History lesson

Effort to keep Red Raider nickname picks up steam

CHRIS MORELLI/THE EXPRESS At Bellefonte Area High School, a stone with the words “Home of the Red Raiders” sits at the school’s entrance. The Red Raider mascot has been under fire in recent weeks, but a campaign to save the mascot has picked up a lot of steam ahead of Tuesday’s school board meeting.

BELLEFONTE — According to the Bellefonte yearbook LaBelle, the first record of the nickname “Red Raiders” took place in 1936, when Bellefonte Area High School sophomore Bob Hoffer used the term in a football preview article.

Almost 85 years later, a group of alumni want the name changed. At the last school board meeting, which was held on June 16, a total of six people spoke during the public comment portion of the meeting. Two said they want the name changed.

There may be a lot more at this week’s meeting, which is scheduled for 7 p.m. tomorrow, June 30, at Bellefonte Area Middle School cafeteria.

Shortly after a group of Bellefonte alumni started an online petition to remove the school’s nickname and logo, Red Raiders, a counter-petition entered the fray. A Facebook group entitled, “Keep the Bellefonte Mascot,” has nearly 3,000 members.

Historian Harry Breon, author of 34 books — many about the history of Centre County — created the Facebook group. Breon, a 1981 graduate of Bellefonte Area High School, believes that the nickname Red Raiders should stay.

“I think we should keep the mascot, I don’t see it as racist but an honor. However, I respect those who want to change it and their views,” Breon said. “We honor the Native Americans in this area in many ways … Bald Eagle Creek, Bald Eagle Valley, Logan Branch, Mingoville, Mount Nittany. Valley View Road was once a trail that went all the way to Pittsburgh used by the Native Americans. We found ways to honor them.”

Breon explained how the Red Raider mascot came to be.

“The Red Raider mascot came into being actually in the year 1935 when doing a writeup of the BHS-Mill Hall football game the phrase Red Raiders was first used,” Breon explained, “then in 1936 some students decided it should be the mascot to honor the Native Americans who roamed the area.”

Prior to that, Breon said, Bellefonte’s uniform was red and white.

“They became known as the Red and White until Red Raiders became official. After that, the reporters would use Raiders, or Red Raiders or just Bellefonte High. It wasn’t until 1975 that the name Red Raiders appeared on the front of the football jerseys and it was 1980 when the logo first appeared on the helmet, although at times the logo became the letter B instead,” Breon said.

Breon said that the Red Raider nickname wasn’t picked out of a hat.

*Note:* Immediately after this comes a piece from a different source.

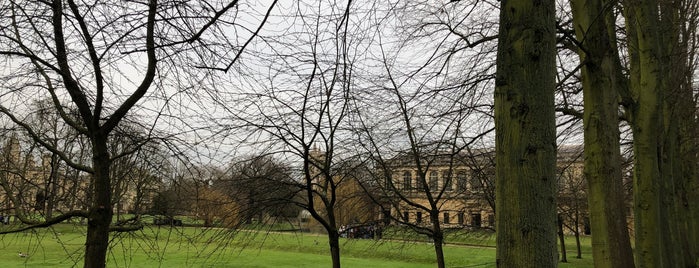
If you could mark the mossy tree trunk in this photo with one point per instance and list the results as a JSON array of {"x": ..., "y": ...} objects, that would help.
[
  {"x": 594, "y": 29},
  {"x": 525, "y": 135}
]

There’s a rich tradition of Native American history here, he said.

“Many people don’t understand the land we now live in was purchased in the treaties of 1754 and 1768. There was a dispute between the state and the Six Nations as to the boundaries in 1768 but it was agreed two surveyors would scout the land and with their recommendations on the lines of the boundaries, both parties were satisfied with the results and agreed to it,” Breon said.

While the school board is focused on safely reopening the district’s buildings in the midst of the COVID-19 pandemic and balancing the 2020-21 budget, now the mascot issue has come to the forefront. Breon said that he’s surprised by the timing of it all.

“I really wasn’t expecting this come up at this time, but I knew it would eventually. And I don’t see anything wrong in having an open discussion on it. That is the foundation of our country, solving issues by talking and working together,” he said.

He believes the board has bigger tasks at hand right now, though.

“They have to get the schools ready for the fall, approve the sports guidelines and many other important issues that need addressed,” Breon said.

The “Save the Mascot” campaign has taken off, he said. In recent weeks, yard signs printed by Grove Printing began popping up throughout the community.

“As for the movement, I am surprised at how big it has grown to keep the mascot. The most amazing thing is the makeup of this group; we have people of different heritages, different political backgrounds and we have discussed and shared ideas and how each feels about keeping the mascot. We have proven by this group that if we can find common ground here to solve problems, then we can do it in our schools, communities, county, state and country. We proved that people of different diversities, different political backgrounds can work together if they really want to,” Breon said.

Breon said that he expects a large turnout for Tuesday’s meeting, even though it’s likely little will be decided.

“I can’t answer for the school board, but they have been receptive and wanting to hear more about the history of the area and the mascot before any decision is made one way or the other and I appreciate their willingness to learn about local history,” he said. “That is all we can ask. I don’t see it coming up for vote for some time.”

In the interim, Breon said that he will try to inform and educate the school board, as well as the community.

“I will continue to send any info I find on the mascot or anything related to the history of the area to the board to help them in their endeavors to figure out what to do,” Breon said. “Who knows? I might learn some more as well. That is the beauty of researching, finding something new to share.”

Tuesday’s meeting is scheduled for 7 p.m. at the Bellefonte Area Middle School cafeteria. Seating is limited and masks are required.